Among the 2D-CNN models in our study, the 2D-ResNet-101, a deep network with 101 layers utilizing residual connections, demonstrated superior predictive performance and improved generalization48. While deeper networks can learn more complex representations, increasing depth does not always lead to better model performance due to challenges in gradient descent49,50,51. This was further supported by our finding that, in most CNN models, greater depth reduced performance on the external-testing set (Table 3). In our study, ResNet outperformed DenseNet, possibly owing to its simpler residual structure and lower memory complexity, which may confer greater robustness under relatively small-sample conditions52,53. Previous studies have shown the effectiveness of deep residual networks in ICH disease classification21,54. Grad-CAM visualizations demonstrated that the 2D-ResNet-101 model primarily focused on the hematoma and its periphery for decision-making, consistent with observations reported by Zhao et al. and Trans et al.21,55. Notably, rHE tends to demonstrate more irregular morphology and internal density heterogeneity compared to non-rHE (Fig. 5A). This peripheral-focused attention pattern may correspond to NCCT markers of active multifocal bleeding, such as irregular shape56 (Fig. 5A, Case2). These findings may support for Fisher’s ‘avalanche model’ of HE, which proposes that initial bleeding disrupts adjacent vessels, leading to surrounding secondary hemorrhage57. Furthermore, the 2D-ResNet-101 model achieved significantly higher sensitivity than the baseline models, without significant decrease in specificity, indicating that a higher proportion of ICH patients at high risk for rHE can be identified early, thereby helping to ensure that these patients receive timely, early-stage anti-expansion treatments or surgical intervention, as needed.
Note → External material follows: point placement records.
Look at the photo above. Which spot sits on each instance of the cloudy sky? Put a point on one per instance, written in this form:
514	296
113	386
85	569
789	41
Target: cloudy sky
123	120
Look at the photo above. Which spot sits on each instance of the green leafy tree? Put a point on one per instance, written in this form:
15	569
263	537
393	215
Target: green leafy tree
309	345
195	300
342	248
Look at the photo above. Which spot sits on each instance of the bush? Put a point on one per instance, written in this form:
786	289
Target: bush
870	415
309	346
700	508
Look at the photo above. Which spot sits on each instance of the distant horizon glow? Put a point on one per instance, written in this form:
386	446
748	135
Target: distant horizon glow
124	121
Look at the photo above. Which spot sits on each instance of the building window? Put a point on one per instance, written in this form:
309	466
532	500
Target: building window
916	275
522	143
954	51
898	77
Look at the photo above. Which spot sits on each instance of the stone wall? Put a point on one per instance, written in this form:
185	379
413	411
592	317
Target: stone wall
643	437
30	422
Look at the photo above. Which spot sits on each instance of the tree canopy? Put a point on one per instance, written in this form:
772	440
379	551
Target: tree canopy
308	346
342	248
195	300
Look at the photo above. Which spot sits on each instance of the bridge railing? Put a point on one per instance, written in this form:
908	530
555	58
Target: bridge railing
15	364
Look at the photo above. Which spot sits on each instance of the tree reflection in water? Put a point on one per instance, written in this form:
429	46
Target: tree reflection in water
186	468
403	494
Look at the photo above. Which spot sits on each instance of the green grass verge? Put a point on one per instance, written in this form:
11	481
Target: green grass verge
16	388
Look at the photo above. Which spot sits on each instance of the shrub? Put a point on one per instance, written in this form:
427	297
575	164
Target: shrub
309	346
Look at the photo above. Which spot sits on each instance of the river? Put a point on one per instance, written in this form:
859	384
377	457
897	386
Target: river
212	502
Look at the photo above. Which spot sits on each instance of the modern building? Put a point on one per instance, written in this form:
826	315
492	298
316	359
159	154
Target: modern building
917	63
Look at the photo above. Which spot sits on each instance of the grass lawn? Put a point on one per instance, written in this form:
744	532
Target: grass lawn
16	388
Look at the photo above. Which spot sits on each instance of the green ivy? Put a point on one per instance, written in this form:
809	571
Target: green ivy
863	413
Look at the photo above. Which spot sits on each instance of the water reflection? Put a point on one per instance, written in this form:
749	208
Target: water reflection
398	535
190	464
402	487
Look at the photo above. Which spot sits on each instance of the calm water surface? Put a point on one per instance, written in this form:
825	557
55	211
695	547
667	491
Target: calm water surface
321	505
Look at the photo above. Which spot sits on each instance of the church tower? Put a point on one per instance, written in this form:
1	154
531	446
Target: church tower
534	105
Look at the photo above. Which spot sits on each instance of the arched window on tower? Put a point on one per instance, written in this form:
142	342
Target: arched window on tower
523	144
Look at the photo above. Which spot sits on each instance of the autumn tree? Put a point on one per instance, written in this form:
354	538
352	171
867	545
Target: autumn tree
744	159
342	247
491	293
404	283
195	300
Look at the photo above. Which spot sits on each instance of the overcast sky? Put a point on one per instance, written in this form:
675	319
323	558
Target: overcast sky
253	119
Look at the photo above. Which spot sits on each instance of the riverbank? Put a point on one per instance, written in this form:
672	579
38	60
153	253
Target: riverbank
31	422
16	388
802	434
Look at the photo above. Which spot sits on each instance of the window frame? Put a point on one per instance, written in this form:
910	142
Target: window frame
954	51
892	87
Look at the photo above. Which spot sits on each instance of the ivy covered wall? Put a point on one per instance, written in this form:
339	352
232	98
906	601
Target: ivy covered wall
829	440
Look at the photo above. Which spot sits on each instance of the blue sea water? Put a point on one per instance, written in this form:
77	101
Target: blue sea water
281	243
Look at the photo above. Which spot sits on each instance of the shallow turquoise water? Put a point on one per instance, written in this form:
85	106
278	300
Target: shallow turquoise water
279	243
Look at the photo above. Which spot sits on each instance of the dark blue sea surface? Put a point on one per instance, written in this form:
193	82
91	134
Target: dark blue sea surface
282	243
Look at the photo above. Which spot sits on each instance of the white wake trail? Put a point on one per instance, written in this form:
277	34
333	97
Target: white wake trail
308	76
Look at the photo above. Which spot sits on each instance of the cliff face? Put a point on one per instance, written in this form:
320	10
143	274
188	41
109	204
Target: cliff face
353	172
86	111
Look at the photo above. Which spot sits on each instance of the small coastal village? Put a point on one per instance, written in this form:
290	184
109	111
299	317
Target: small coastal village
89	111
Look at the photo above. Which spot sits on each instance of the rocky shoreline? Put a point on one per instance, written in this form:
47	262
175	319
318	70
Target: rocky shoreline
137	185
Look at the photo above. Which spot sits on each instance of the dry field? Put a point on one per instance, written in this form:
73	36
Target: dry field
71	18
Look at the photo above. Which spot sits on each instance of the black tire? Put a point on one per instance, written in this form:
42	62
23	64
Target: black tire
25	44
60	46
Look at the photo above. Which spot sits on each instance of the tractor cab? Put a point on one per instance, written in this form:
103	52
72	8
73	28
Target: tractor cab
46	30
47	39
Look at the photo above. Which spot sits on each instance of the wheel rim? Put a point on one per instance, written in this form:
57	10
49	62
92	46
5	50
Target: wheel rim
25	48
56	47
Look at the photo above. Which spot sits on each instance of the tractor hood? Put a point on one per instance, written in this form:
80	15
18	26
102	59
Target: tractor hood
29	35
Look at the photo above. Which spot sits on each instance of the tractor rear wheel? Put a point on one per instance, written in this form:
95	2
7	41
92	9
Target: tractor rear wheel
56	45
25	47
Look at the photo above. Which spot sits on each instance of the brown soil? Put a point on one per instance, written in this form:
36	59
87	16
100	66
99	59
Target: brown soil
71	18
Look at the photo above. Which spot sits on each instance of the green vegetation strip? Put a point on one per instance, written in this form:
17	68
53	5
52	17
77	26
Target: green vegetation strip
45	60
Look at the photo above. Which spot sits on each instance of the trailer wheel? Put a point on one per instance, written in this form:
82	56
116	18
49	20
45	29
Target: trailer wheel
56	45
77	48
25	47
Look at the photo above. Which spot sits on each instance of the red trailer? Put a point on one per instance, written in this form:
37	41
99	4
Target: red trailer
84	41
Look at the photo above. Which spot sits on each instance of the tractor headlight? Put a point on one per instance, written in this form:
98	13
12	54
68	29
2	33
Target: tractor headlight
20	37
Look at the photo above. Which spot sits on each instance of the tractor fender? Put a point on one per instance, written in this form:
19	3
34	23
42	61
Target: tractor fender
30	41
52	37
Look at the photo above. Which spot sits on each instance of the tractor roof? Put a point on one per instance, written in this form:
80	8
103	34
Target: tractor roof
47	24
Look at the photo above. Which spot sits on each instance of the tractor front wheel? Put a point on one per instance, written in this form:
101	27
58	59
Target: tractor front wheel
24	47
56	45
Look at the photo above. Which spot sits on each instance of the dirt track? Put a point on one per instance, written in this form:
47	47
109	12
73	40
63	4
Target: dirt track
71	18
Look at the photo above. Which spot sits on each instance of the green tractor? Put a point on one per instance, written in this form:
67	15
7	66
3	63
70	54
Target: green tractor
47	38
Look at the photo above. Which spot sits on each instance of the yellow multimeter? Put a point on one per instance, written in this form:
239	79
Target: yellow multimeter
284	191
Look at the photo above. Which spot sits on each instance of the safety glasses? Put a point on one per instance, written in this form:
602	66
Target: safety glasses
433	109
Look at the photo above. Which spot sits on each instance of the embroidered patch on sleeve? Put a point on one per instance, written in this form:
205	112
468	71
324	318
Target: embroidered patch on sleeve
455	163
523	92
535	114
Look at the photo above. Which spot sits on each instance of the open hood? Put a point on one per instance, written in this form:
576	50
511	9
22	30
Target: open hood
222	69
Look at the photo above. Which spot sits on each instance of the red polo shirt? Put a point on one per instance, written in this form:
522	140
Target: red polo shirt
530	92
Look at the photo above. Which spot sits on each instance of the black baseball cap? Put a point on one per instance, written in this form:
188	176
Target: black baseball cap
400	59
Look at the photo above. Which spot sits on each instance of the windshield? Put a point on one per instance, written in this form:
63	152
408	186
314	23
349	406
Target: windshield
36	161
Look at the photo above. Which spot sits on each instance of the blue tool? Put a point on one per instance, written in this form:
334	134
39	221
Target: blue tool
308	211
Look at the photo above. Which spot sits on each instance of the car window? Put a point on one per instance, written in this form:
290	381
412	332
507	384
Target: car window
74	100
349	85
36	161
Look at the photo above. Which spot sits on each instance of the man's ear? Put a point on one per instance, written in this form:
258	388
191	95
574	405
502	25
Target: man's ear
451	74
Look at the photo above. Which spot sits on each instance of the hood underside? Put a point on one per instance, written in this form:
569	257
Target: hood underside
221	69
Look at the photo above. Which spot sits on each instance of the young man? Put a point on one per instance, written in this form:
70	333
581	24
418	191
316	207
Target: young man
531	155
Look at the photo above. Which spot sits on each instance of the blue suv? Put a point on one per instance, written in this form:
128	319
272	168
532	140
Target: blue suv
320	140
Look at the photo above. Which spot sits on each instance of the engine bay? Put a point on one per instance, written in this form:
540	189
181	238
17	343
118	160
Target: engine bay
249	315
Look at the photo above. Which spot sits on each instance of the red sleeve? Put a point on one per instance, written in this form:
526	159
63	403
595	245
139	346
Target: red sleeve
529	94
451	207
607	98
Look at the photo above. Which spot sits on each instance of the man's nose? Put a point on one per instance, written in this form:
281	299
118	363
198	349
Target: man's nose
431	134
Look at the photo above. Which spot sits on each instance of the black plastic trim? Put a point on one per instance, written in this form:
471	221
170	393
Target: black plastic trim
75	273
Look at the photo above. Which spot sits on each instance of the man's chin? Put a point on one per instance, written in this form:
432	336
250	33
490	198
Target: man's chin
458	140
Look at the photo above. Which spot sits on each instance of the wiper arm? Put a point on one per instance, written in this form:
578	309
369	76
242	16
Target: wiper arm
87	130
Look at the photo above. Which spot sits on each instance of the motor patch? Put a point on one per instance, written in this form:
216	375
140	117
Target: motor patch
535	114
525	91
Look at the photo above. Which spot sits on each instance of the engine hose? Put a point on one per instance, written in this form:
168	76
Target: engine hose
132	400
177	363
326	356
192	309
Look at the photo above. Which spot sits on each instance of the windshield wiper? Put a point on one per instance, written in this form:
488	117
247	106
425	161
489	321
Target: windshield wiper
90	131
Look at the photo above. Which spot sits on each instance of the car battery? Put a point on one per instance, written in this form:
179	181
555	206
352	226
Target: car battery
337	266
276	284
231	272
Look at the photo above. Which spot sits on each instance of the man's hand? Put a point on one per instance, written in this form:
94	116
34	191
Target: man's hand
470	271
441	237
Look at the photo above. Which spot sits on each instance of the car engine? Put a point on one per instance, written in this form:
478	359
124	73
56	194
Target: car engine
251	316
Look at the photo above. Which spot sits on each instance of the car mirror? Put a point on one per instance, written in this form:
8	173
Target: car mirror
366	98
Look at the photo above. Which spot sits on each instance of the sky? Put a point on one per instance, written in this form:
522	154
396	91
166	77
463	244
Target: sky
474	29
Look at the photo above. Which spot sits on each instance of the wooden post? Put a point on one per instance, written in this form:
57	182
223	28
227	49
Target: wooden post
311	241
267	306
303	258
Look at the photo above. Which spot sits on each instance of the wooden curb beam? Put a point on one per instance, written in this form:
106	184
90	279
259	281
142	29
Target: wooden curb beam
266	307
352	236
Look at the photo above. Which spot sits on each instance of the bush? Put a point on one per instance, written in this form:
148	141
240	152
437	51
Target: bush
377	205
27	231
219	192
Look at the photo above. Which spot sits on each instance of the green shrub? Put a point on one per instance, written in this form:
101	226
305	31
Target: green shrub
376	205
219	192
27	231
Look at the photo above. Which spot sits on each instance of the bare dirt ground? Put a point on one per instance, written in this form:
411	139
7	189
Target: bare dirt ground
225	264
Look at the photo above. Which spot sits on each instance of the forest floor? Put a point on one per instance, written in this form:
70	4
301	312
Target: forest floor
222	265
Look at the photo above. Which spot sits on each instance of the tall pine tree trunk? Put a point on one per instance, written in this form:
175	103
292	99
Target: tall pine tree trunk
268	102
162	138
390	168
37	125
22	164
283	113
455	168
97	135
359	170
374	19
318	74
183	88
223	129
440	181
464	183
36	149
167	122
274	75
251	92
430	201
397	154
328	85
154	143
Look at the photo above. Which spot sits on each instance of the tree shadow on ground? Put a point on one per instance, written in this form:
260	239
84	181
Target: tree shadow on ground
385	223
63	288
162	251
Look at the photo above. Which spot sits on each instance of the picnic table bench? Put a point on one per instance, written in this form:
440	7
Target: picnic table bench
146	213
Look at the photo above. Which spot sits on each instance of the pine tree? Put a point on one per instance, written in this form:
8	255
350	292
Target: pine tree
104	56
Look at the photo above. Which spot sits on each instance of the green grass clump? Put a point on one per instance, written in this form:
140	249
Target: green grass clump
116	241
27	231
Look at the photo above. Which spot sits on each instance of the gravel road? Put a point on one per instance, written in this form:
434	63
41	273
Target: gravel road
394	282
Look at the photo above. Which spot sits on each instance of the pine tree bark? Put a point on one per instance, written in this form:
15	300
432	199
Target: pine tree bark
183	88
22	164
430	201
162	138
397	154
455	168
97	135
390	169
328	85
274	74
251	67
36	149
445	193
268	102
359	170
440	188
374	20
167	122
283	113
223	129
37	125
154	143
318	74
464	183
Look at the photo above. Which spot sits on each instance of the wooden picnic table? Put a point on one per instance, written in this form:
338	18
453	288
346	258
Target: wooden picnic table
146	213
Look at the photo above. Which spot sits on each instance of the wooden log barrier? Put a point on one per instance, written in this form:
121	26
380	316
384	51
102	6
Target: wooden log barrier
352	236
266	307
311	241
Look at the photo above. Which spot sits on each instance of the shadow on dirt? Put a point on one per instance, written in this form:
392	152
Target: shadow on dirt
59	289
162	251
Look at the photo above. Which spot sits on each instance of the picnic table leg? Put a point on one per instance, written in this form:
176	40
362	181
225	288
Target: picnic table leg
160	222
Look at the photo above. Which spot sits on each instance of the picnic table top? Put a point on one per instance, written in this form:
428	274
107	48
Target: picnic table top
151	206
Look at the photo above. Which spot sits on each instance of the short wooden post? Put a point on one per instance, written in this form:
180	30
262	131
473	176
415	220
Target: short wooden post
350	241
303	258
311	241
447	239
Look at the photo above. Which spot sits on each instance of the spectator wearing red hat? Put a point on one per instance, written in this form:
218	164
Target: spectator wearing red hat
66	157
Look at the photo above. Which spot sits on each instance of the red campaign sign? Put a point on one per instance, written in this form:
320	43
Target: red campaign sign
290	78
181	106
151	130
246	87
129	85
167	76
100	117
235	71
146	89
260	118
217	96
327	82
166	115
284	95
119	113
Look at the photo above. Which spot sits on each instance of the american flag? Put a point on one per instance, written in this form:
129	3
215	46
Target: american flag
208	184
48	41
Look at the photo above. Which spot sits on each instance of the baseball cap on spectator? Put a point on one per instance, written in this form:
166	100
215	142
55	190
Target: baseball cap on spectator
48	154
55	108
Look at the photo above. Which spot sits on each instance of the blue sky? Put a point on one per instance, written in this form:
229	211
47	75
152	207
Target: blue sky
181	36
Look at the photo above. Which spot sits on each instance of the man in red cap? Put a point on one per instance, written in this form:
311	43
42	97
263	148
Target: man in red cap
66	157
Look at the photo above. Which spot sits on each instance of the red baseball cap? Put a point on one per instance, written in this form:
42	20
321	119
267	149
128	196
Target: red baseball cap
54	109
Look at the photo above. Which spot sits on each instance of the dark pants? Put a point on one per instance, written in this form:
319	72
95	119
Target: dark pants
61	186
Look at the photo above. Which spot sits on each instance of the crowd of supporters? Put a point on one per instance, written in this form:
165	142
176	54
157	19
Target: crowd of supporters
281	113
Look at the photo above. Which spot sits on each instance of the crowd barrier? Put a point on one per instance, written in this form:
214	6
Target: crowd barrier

This study has several limitations. First, due to its retrospective design, some important clinical parameters such as Glasgow Coma Scale scores were unavailable. Therefore, a prospective study is necessary to validate the deep learning model’s performance and further explore the relationship between rHE and clinical variables. Second, the relatively small sample size limits the generalizability of the findings. A multi-center trial with larger datasets is essential to assess the model’s applicability in real-world clinical settings. Third, while the current standard for rHE relies on semiautomatic delineation software with manual adjustment, detecting small volume changes, particularly in IVH expansion (≥ 1 mL), can be challenging due to technological limitations. Implementing fully automated, high-precision IVH delineation may enhance accuracy and reduce human error. Finally, the developed deep learning models primarily focused on image-based predictions without incorporating clinical-radiologic variables. However, medical decisions are multifactorial and not solely based on imaging findings. Future research should aim to integrate these variables to further improve model performance.